Wie wichtig Tom Weavers Interviews sind, zeigt das Gespräch mit Rose Hobart, die nicht nur über ihre Arbeit mit Frederic March an „Jekyll& Hyde“ ausführlich berichtet, sondern ein Gefühl der Zeit vor dem Zweiten Weltkrieg und leider der Kommunistenjagd in den späten vierziger und frühen fünfziger Jahren innerhalb der paranoiden USA vermittelt. Das sie in ihrer kurzen Karriere neben frühen Schockers wie „East of Borneo“ auch an dem wahrscheinlich nachträglich bearbeiteten „Tower of London“ mitgespielt hat, zeigt ihre Bandbreite im Bereich des Horrorfilms außerhalb der in den dreißiger Jahre ungeheuer populär werdenden Universal- Studio Monsters.
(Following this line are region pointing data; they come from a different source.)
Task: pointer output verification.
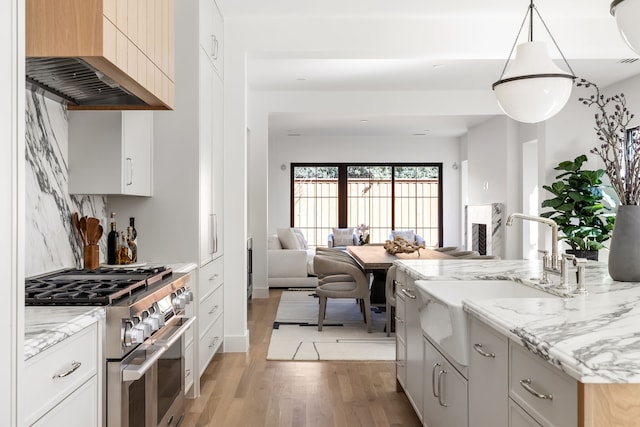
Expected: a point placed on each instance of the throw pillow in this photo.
(302, 241)
(288, 238)
(407, 235)
(273, 242)
(343, 236)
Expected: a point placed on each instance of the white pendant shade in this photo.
(627, 13)
(533, 88)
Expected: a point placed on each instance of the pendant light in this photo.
(626, 13)
(533, 88)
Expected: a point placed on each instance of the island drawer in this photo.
(56, 372)
(211, 277)
(549, 395)
(210, 309)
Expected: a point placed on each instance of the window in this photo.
(383, 196)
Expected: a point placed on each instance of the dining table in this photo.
(375, 259)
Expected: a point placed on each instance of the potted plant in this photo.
(577, 208)
(619, 149)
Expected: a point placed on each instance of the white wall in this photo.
(270, 200)
(12, 108)
(497, 143)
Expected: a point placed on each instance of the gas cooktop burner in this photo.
(102, 286)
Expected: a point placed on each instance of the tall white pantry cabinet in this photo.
(183, 220)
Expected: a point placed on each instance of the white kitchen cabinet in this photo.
(445, 391)
(210, 312)
(212, 33)
(519, 418)
(547, 394)
(488, 376)
(401, 332)
(211, 161)
(80, 408)
(62, 382)
(414, 358)
(110, 152)
(183, 220)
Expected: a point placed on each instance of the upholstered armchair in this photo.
(341, 278)
(342, 237)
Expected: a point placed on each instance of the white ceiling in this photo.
(475, 70)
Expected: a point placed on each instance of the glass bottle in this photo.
(112, 242)
(134, 232)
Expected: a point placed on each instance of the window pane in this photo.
(315, 201)
(369, 199)
(417, 201)
(383, 197)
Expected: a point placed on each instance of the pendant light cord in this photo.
(553, 40)
(529, 13)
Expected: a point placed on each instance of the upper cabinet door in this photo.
(212, 34)
(110, 152)
(137, 134)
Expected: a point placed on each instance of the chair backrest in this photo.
(329, 266)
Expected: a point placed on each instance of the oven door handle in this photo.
(129, 374)
(168, 342)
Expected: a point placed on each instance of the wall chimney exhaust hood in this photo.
(93, 55)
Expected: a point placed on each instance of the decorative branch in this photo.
(620, 156)
(400, 245)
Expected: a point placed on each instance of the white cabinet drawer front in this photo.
(210, 309)
(401, 363)
(488, 376)
(519, 418)
(209, 344)
(78, 409)
(188, 368)
(58, 371)
(211, 277)
(545, 392)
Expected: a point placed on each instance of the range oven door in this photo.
(146, 389)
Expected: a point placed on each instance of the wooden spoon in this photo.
(76, 221)
(83, 230)
(92, 230)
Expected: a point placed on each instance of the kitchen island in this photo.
(593, 339)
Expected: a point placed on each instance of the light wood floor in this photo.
(244, 389)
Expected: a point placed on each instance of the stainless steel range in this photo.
(143, 343)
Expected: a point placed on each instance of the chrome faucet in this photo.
(554, 264)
Ohne diese Auszeichnungen von Zeitzeugen würden unzählige Anekdoten, persönliche Beobachtungen und schließlich auch Hintergrundinformationen verschwinden, wobei einige ihrer Äußerungen leider von Tom Weaver weder relativiert noch weiter erläutert Äußerungen anderer Gesprächspartner in weiteren Interviewbänden auch widersprechen.  In die gleiche Kerbe schlägt das lange, sehr persönliche Interview mit Lupita Tovar, die nachts beim spanischen, lange verschollenen Dracula- Projekt mit gearbeitet hat, während tagsüber Tod Browning und Bela Lugosi einen Klassiker erschufen. Sehr offenherzig und mit immer noch feurigem Temperament berichtet sie nicht nur von den Dreharbeiten, sondern vor allem auch vom Geist dieser nächtlichen, extra für den amerikanisch- spanischen und mexikanischen Markt gedrehten Filme. Eine wunderbare Ergänzung bekannter Fakten und vor allem ein lebhaftes Portrait einer Hollywood Nebenentwicklung, die heute sonst schon vergessen wäre.      
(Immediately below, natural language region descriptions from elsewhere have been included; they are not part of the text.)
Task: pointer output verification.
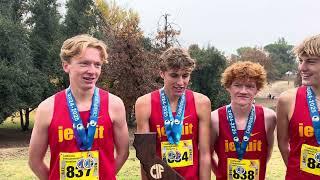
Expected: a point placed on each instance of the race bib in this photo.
(177, 155)
(310, 159)
(79, 165)
(243, 169)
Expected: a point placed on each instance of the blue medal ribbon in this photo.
(173, 125)
(84, 137)
(240, 146)
(314, 113)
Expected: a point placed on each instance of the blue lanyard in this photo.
(241, 146)
(84, 139)
(173, 125)
(314, 114)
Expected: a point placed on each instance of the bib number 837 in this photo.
(71, 172)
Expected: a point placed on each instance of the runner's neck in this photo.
(241, 113)
(173, 100)
(83, 98)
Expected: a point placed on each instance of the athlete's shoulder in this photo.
(269, 113)
(115, 101)
(44, 112)
(47, 105)
(200, 98)
(288, 94)
(144, 100)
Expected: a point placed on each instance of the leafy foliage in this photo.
(131, 69)
(210, 63)
(282, 57)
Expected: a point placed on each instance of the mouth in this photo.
(179, 89)
(89, 79)
(305, 76)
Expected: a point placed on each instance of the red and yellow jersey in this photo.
(256, 147)
(184, 158)
(62, 138)
(300, 132)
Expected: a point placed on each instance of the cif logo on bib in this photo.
(156, 171)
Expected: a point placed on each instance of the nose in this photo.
(180, 80)
(243, 90)
(302, 66)
(91, 69)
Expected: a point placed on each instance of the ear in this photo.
(162, 74)
(65, 66)
(228, 89)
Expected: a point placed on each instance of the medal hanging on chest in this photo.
(173, 125)
(84, 137)
(240, 146)
(314, 113)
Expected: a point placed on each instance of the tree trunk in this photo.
(24, 117)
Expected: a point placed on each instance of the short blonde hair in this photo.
(309, 47)
(244, 70)
(74, 46)
(176, 58)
Für manche Karrieren wie bei Cameron Mitchell reichen die vorhandenen Seiten nicht aus. Tom Weaver versucht ihn hinsichtlich einiger der billigen Produktionen zu locken, aber irgendwo im Hintergrund schwebt dessen inzwischen vergebliche Hoffnung, auch für seine schauspielerischen Leistungen von Beginn seiner Karriere und weniger für das Auftreten in Billigproduktionen Achtung und Bewunderung zu erhalten. Obwohl Mitchell ein wenig eitel sehr offen und ausführlich antwortet, wünscht sich der Leser ein stärkeres Hinterfragen der einzelnen Aspekte seiner Karriere und vor allem eine ambivalentere Behandlung wichtiger Themen wie Mario Bava. Im Falle von Vincent Price hat Tom Weaver zusammen mit Joe Dante den Schauspieler auf einem „Fangoria Weekend of Horror“ präsentiert. Die Fragen kommen zum Teil aus dem Publikum, zum Teil von den beiden Moderatoren. Vincent Price präsentiert sich in ausgezeichneter Plauderlaune und zitiert schließlich auch Edgar Allen Poe. Hier kann der Leser keinen komplexen Überblick über das Schaffen des Mimen erwarten, statt dessen folgen eine Reihe von teilweise bekannten Anekdoten und schließlich einige Anmerkungen zu den Filmen, in denen Vincent Price aufgetreten ist.    

Mit nur zwei Filmen schafft es Candace Hilligoss auch heute noch zu verzaubern. Wobei es in dem Gespräch im Grunde nur um „Carnival of Souls“ geht, während die Aufführung von „The Curse of the living Corpse“ für eine interessante wie beschämende Anekdote über ihre damaligen Kollegen reicht. Es ist erstaunlich, dass Tom Weaver über einen Film wie „Carnival of Souls“ doch noch weitere Informationen aus der attraktiven Hauptdarstellerin herauszaubern kann und selbst bekannte Aspekte so staunend natürlich dargereicht werden.  Auf der anderen Seite wird Herbert Rudley nur hinsichtlich seiner Mitarbeit an „The Black Sleep“ eben mit Lon Chaney Jr. , Bela Lugosi, John Carradine und schließlich Basil Rathbone interviewt, wobei es in diesem Fall sinnvoll gewesen wäre, den nicht eingeweihten Fans eine Inhaltsangabe des ausführlich im Interview besprochenen Films mit auf den Weg zu geben. 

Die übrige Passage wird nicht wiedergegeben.